On 6/23/25 15:23, Al Viro wrote:
On Mon, Jun 23, 2025 at 10:37:47PM +0100, Al Viro wrote:
Could you explain what exclusion are you trying to get there?
The mechanism is currently broken, but what is it trying to achieve?
While we are at it:
root@kvm1:~# cd /sys/kernel/security/apparmor/policy
root@kvm1:/sys/kernel/security/apparmor/policy# (for i in `seq 270`; do mkdir namespaces/$i; cd namespaces/$i; done)

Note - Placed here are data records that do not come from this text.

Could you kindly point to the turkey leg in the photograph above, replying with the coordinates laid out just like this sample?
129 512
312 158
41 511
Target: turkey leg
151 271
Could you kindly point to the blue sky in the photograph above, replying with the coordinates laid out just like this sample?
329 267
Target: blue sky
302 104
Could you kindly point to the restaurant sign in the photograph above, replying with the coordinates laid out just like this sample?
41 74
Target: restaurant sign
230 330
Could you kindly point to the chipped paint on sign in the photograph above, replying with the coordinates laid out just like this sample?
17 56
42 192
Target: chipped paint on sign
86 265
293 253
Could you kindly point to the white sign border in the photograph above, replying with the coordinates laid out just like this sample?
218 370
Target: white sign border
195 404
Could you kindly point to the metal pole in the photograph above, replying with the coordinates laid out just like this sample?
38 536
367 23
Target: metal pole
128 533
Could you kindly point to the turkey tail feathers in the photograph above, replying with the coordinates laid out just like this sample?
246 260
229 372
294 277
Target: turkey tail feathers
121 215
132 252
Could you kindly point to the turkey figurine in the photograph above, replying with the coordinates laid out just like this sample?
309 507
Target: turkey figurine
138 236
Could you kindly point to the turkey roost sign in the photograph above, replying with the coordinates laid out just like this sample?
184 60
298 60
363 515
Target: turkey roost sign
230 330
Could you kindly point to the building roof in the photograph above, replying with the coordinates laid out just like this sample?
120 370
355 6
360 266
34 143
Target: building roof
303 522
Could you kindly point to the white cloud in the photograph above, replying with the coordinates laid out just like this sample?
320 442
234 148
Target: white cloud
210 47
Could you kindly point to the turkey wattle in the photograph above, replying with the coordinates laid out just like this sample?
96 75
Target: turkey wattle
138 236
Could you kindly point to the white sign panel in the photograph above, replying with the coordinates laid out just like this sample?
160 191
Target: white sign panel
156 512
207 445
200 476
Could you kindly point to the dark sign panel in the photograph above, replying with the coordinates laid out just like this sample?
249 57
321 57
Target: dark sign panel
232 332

root@kvm1:/sys/kernel/security/apparmor/policy# rmdir namespaces/1
[ 40.980453] Oops: stack guard page: 0000 [#1] PREEMPT SMP NOPTI
[ 40.980457] CPU: 3 UID: 0 PID: 2223 Comm: rmdir Not tainted 6.12.27-amd64 #11
[ 40.980459] Hardware name: QEMU Standard PC (i440FX + PIIX, 1996), BIOS 1.164
[ 40.980460] RIP: 0010:inode_set_ctime_current+0x2c/0x100
[ 40.980490] Code: 1e fa 0f 1f 44 00 00 55 48 89 e5 41 55 41 54 53 31 db 48 8f
[ 40.980491] RSP: 0018:ffffc1cbc2cfbff8 EFLAGS: 00010292
[ 40.980493] RAX: 0000000000400000 RBX: 0000000000000000 RCX: ffff9dbcc358ac70
[ 40.980494] RDX: 0000000000000001 RSI: ffff9dbcc48c0300 RDI: ffffc1cbc2cfbff8
[ 40.980495] RBP: ffffc1cbc2cfc028 R08: 0000000000000000 R09: ffffffffa484c6c0
[ 40.980495] R10: ffff9dbcc0729cc0 R11: 0000000000000002 R12: ffff9dbcc4a75b28
[ 40.980496] R13: ffff9dbcc4a75b28 R14: ffff9dbcc01fe600 R15: ffff9dbcc51a9e00
[ 40.980498] FS: 00007ffb70ea4740(0000) GS:ffff9dbfefd80000(0000) knlGS:00000
[ 40.980499] CS: 0010 DS: 0000 ES: 0000 CR0: 0000000080050033
[ 40.980499] CR2: ffffc1cbc2cfbfe8 CR3: 000000010619a000 CR4: 00000000000006f0
[ 40.980501] Call Trace:
[ 40.980510] <TASK>
[ 40.980513] simple_unlink+0x24/0x50
[ 40.980526] aafs_remove+0x9a/0xb0
[ 40.980543] __aafs_ns_rmdir+0x2ec/0x3b0
[ 40.980548] destroy_ns.part.0+0x9f/0xc0
[ 40.980558] __aa_remove_ns+0x44/0x90
[ 40.980560] destroy_ns.part.0+0x40/0xc0
[ 40.980562] __aa_remove_ns+0x44/0x90
[ 40.980563] destroy_ns.part.0+0x40/0xc0
.....
[ 40.981324] ns_rmdir_op+0x189/0x300
[ 40.981327] vfs_rmdir+0x9b/0x200
[ 40.981335] do_rmdir+0x1ac/0x1c0
[ 40.981340] __x64_sys_rmdir+0x3f/0x70
[ 40.981342] do_syscall_64+0x82/0x190
[ 40.981360] ? do_fault+0x31a/0x550
[ 40.981372] ? __handle_mm_fault+0x7c2/0xf70
[ 40.981373] ? syscall_exit_to_user_mode_prepare+0x149/0x170
[ 40.981388] ? __count_memcg_events+0x53/0xf0
[ 40.981392] ? count_memcg_events.constprop.0+0x1a/0x30
[ 40.981394] ? handle_mm_fault+0x1bb/0x2c0
[ 40.981396] ? do_user_addr_fault+0x36c/0x620
[ 40.981408] ? exc_page_fault+0x7e/0x180
[ 40.981412] entry_SYSCALL_64_after_hwframe+0x76/0x7e
.....
[ 40.981486] Kernel panic - not syncing: Fatal exception in interrupt
I realize that anyone who can play with apparmor config can screw the
box into the ground in a lot of ways, but... when you have a recursion
kernel-side, it would be nice to have its depth bounded. Not even root
should be able to panic the box with a single call of rmdir(2)...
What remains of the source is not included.